Group of Health Plans requirements
The documents referring to the group health plan must incorporate provisions that:
- Implement administrative, physical, and technical security measures that appropriately protect the confidentiality, integrity, and viability of health data inserted in electronic media, which are created, received, maintained, or transmitted on behalf of the group of health plans;
- Ensure that any employee, including subcontractors and contractors, who have access to confidential health information agrees to take the necessary steps to ensure information security;
- Report any security problems detected to the health plan.
Policy, procedure, and document requirements
Implement reasonable and appropriate policies and procedures that comply with the security rules previously exposed and new requirements that may arise in the scope of data security.
The specifications in this topic cannot be created with a view to actions that allow violating or making excuses for violating health data protected by law.
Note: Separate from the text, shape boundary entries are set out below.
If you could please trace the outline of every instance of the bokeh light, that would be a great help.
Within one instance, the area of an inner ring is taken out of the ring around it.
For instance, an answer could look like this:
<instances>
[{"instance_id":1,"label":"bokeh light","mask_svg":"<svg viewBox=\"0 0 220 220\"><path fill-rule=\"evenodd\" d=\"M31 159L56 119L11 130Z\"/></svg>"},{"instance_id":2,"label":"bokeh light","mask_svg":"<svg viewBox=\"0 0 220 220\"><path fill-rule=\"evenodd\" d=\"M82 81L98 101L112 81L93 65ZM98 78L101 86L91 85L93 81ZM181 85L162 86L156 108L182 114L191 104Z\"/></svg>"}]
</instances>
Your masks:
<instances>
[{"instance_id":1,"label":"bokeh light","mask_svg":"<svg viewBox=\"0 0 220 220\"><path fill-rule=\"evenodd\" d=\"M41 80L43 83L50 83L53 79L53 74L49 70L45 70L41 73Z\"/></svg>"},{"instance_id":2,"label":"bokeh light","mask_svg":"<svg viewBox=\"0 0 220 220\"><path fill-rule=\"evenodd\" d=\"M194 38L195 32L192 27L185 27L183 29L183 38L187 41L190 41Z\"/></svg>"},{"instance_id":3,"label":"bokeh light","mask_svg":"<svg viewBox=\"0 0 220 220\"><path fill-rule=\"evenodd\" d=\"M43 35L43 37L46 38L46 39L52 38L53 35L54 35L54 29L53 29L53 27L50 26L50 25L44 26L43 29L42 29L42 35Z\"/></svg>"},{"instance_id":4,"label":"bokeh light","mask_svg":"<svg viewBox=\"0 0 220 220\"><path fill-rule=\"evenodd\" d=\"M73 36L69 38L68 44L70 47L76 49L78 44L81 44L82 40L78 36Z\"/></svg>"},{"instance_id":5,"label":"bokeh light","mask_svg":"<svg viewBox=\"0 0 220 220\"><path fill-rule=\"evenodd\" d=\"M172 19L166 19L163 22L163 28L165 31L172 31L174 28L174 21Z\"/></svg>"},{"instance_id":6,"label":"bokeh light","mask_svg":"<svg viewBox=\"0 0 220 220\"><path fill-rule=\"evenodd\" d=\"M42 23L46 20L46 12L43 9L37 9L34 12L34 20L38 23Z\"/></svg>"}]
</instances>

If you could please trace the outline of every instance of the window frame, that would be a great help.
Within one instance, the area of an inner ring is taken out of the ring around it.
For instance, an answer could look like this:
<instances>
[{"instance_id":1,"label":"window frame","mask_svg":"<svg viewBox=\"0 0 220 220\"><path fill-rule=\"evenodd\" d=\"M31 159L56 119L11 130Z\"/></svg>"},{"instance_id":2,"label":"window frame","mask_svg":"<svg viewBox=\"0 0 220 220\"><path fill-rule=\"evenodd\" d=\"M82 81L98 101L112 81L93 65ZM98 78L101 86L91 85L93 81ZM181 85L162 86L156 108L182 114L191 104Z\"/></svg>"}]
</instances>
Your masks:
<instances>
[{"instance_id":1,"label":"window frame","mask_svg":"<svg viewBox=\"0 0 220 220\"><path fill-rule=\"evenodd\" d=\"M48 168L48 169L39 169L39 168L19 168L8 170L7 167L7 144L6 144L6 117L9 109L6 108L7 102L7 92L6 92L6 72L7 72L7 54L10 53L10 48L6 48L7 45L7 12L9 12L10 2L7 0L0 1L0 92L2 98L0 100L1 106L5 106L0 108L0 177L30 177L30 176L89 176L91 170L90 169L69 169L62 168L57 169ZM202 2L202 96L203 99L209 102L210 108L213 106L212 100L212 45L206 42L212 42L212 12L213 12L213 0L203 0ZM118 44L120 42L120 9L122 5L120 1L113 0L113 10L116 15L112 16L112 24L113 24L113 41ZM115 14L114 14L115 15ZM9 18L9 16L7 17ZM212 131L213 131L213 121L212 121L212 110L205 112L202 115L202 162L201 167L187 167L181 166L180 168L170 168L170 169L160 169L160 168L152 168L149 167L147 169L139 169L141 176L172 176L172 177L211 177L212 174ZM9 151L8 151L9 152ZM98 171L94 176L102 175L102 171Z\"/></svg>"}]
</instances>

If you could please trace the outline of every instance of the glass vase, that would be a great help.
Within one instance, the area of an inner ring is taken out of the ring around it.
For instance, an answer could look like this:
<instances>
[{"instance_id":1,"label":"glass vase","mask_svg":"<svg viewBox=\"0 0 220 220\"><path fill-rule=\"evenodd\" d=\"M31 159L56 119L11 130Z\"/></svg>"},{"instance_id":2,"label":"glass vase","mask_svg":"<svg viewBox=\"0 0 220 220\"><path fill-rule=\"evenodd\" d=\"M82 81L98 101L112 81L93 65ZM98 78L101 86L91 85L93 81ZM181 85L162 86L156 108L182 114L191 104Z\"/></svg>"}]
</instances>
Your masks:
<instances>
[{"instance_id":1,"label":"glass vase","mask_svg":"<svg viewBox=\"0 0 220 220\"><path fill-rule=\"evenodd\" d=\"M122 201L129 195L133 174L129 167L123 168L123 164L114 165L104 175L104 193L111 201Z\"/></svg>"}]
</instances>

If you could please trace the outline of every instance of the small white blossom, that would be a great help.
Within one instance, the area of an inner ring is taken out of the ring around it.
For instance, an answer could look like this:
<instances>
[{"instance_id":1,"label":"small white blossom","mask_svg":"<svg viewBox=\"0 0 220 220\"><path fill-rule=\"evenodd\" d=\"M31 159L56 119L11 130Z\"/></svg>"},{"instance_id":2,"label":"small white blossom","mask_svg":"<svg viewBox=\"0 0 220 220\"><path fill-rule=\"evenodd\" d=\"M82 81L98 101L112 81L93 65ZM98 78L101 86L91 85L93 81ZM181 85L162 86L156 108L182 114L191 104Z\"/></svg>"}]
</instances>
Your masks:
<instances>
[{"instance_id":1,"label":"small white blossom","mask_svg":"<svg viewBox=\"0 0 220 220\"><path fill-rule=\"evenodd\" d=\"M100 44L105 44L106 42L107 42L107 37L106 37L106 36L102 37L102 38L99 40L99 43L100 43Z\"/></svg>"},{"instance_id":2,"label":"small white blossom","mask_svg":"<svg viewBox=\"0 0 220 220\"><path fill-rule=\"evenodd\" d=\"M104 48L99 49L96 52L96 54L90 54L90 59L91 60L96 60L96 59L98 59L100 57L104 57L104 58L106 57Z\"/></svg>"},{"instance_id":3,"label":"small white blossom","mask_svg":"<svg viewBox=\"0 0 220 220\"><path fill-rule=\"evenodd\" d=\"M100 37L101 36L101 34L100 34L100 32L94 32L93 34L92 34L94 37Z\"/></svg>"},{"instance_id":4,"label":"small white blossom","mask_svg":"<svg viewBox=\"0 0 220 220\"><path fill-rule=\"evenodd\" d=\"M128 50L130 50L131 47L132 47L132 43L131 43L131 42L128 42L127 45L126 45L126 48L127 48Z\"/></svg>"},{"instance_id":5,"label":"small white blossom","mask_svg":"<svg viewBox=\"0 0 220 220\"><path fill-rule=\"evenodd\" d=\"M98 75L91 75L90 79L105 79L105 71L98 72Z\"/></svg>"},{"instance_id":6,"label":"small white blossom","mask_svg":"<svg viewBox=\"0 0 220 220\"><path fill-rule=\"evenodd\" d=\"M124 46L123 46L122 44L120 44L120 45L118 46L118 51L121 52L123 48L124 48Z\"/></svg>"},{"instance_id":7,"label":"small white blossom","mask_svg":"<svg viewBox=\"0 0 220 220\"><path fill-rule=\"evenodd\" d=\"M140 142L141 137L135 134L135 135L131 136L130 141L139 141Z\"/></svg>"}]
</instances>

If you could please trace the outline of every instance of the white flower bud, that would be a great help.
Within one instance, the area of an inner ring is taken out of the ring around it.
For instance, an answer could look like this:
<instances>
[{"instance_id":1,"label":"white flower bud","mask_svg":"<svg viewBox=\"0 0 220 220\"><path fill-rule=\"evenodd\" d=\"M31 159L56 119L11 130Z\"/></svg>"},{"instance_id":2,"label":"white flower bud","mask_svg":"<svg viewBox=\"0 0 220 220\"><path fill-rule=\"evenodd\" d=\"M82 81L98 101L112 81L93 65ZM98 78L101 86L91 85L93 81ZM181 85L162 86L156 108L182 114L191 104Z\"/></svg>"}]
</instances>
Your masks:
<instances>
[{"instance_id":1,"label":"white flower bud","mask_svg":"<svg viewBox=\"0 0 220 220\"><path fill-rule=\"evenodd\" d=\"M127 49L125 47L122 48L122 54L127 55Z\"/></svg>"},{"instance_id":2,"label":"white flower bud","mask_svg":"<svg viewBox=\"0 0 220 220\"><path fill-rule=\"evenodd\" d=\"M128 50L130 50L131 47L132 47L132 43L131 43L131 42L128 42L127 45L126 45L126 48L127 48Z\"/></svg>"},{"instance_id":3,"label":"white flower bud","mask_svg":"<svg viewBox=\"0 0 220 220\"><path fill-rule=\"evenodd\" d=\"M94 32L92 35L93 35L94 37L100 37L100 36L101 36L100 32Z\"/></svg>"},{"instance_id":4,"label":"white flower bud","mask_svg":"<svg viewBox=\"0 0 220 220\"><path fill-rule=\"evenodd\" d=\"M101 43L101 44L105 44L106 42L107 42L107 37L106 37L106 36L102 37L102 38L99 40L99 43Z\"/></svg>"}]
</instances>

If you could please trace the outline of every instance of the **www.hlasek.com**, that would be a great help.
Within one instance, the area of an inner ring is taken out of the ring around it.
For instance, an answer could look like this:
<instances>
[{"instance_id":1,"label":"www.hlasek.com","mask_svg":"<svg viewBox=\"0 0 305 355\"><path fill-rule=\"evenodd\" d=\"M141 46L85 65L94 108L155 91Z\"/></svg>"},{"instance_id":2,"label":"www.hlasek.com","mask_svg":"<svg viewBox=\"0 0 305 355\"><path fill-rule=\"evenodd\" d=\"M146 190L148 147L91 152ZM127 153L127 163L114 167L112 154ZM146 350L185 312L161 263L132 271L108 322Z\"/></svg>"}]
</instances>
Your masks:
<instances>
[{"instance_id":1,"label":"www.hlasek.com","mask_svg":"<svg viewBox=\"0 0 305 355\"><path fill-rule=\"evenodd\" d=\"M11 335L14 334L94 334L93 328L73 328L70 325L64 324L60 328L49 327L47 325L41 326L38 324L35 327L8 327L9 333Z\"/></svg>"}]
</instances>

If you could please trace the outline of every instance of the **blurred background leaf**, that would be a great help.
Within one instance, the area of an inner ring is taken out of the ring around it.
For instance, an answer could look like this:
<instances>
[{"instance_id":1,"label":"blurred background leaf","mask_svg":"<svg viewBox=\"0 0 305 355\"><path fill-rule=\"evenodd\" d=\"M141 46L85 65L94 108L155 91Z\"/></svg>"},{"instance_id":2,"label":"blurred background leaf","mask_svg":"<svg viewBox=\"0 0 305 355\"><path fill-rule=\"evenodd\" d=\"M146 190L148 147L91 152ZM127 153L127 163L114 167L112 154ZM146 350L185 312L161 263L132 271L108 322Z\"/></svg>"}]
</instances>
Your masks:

Health plans can change their policies, procedures, and documents when they see fit, as long as all changes continue to comply with the rules.
The document measure requires that, even in electronic form, the documents created must follow security guidelines, and if any other action is necessary, it must be documented.
The documents created must be kept for 6 years, regardless of whether they are still valid or not, this rule is called "time limit". These six years are the minimum time for keeping these documents but can be extended if the health plan deems it necessary.
Viability of the documents says that employees who need access to documents must have access whenever necessary, whether these documents are printed or electronically.
The documents must undergo periodic reviews and, if necessary, be updated, the period of these reviews and updates being free for each health plan and establishment, as internal operations change, always maintaining the security of information.